Cette semaine, je prends du temps pour soigner mon coeur et mon âme, dans la nature, dans sa violence très douce, dans ce refuge périlleux. Pendant que je suis partie, je vous laisse avec cette nouvelle très courte que j’ai écrit il y a deux ans. Elle n’a pas de morale, pas d’objectif, pas de message. Elle décrit ce qu’il se passe, dehors, au-delà de nos confins. Ce qu’il s’est passé pour une dame blanche, que la montagne a déjà oubliée.
La terre est immaculée, pure. Le blanc y règne en maître et l’Homme n’y tiendrait pas une journée, dévoré vivant par tout ce tapis de froid, avalé et recraché aussitôt par les boyaux des montagnes qui se taisent et le haïssent.
Elle se tient digne, observant la distance qui la sépare d’une autre vallée, où elle pourra vivre. Le sang qui goutte de son flanc dessine des ronds vifs sur le sol clair. La neige rend belle la blessure, qui fonce le pelage et que les flocons semblent refermer dans une caresse tendre.
Dans le ciel, les nuages sont changeants. Les formes et les couleurs arrivent et aussitôt sont chassées par le vent, s’en vont, reviennent, font de l’ombre aux habitants des sommets. Aucun d’eux ne se montre. Tous connaissent le danger que représentent les autres. Les vies se tissent ainsi dans la nature brute, emmêlées dans la chaîne alimentaire, ennemies de toujours dans l’équilibre de chaque instant.

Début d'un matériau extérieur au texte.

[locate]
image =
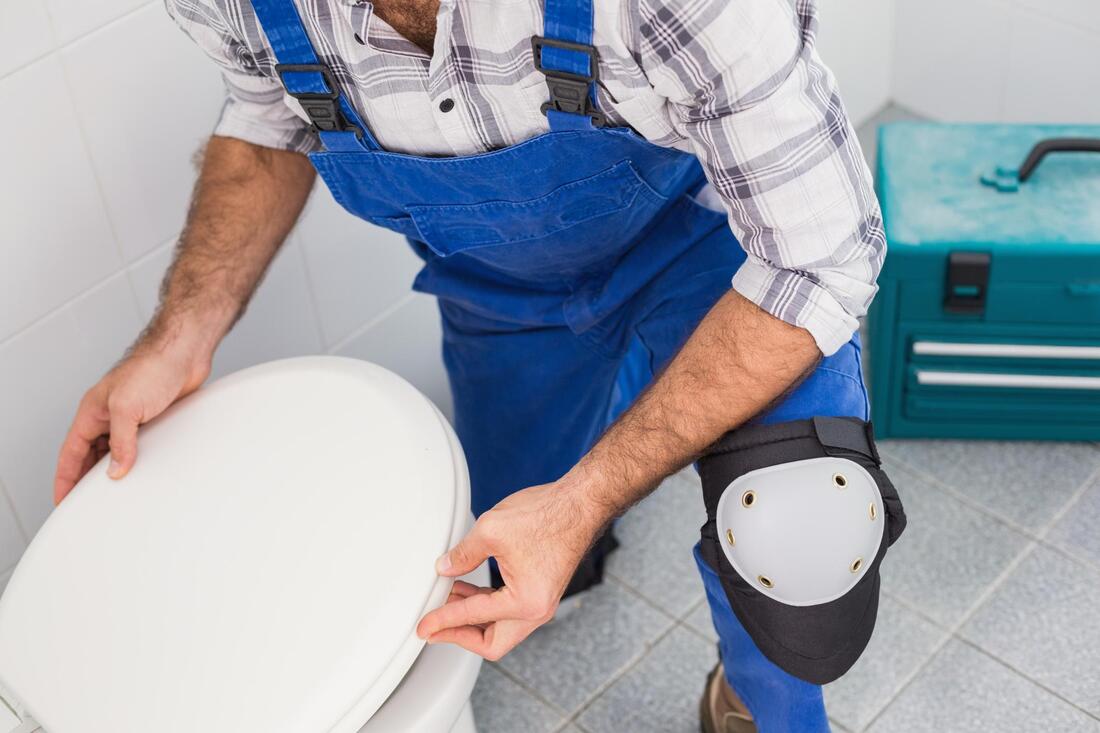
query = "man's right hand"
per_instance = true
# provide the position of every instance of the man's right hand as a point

Elle s’élance. Elle ne s’arrêtera plus des jours durant. L’arrêt, c’est la mort. Il n’y a que la montagne et la furie des éléments pour contempler le spectacle de cet animal en souffrance, que les muscles saillants continuent pourtant de projeter vers l’avenir, avec la force désespérée de l’instinct sauvage. C’est l’animal détesté et nuisible qui traverse le vent et les pierres sauvages millénaires. C’est la femelle qui porte seule la fourrure et les os devenus lourds que les rapaces observent. Chaque ralentissement est le sujet des spéculations des autres : va-t-elle s’effondrer ? pourra-t-on se nourrir de cette chair, de cette carcasse conservée par le froid ?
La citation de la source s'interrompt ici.